I bought an AMD TR2 system to use it with kvm for virtualizing a couple of machines, one of which is a Windows Server 2016. Once a day the kernel hard locks and not even the Magic SysRq keys are working. The system is as following:
CPU: AMD ThreadRipper 2950x
MB: Gigabyte X399 AORUS PRO (BIOS version: F2g, Update AGESA 126.96.36.199)
NAND: 2x Samsung 970 EVO Plus - 500G
OS: Arch Linux
Kernels: 5.2.3-arch1-1-ARCH, 4.19.61-1 (LTS)
I had before, 2 other no-name NAND disks that were crashing the kernel in the same way every time I was copying from one another. Now, I cannot reproduce the issue with the new Samsung NAND but the system still hard locks once a day. The only way to start it is with a hard-reset.
Reading through various forums I tried the following:
- Disable/enable IOMMU in BIOS (various kernel params: amd_iommu=on, amd_iommu=pt, amd_iommu=soft)

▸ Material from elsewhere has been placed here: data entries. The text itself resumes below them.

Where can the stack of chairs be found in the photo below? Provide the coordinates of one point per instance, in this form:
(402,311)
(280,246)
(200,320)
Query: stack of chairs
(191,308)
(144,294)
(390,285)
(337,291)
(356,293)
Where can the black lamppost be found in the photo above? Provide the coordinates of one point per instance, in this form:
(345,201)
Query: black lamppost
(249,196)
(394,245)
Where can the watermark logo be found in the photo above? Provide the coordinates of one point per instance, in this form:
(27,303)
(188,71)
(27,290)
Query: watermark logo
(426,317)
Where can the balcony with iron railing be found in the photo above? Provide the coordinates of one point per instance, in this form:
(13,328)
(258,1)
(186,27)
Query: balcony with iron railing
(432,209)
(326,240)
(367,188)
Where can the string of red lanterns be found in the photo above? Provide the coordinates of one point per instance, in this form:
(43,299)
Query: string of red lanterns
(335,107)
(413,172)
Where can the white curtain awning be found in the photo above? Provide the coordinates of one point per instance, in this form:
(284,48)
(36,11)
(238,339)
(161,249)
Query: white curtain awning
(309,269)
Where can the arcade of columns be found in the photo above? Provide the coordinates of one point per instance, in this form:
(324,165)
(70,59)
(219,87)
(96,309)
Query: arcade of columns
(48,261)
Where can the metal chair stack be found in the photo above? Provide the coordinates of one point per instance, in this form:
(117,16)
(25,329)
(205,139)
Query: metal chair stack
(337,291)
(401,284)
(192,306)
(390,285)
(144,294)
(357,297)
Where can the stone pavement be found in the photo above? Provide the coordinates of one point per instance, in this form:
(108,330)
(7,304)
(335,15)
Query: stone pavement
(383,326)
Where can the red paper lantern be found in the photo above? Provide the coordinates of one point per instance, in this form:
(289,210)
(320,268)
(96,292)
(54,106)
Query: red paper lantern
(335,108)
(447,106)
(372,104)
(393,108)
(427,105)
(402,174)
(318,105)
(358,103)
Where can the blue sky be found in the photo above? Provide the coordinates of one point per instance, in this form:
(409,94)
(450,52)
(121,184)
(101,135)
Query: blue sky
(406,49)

- kernel params for nvme ASP issues: nvme_core.default_ps_max_latency_us=0
- Tried latest kernel and linux-lts
- Compiled kernel with IOMMU debugging options, pci debugging, etc. Enabled panic for all OOPS to be able to catch the defect
- Enabled kernel dump for OOPS
No matter the configuration, the hang is always the same: no magic sysrq, no logs, no dump.
I am a developer but not a kernel developer so I am asking nicely if there is any way that I can catch this hard lock in order to understand what the BUG is or what the hardware issue is.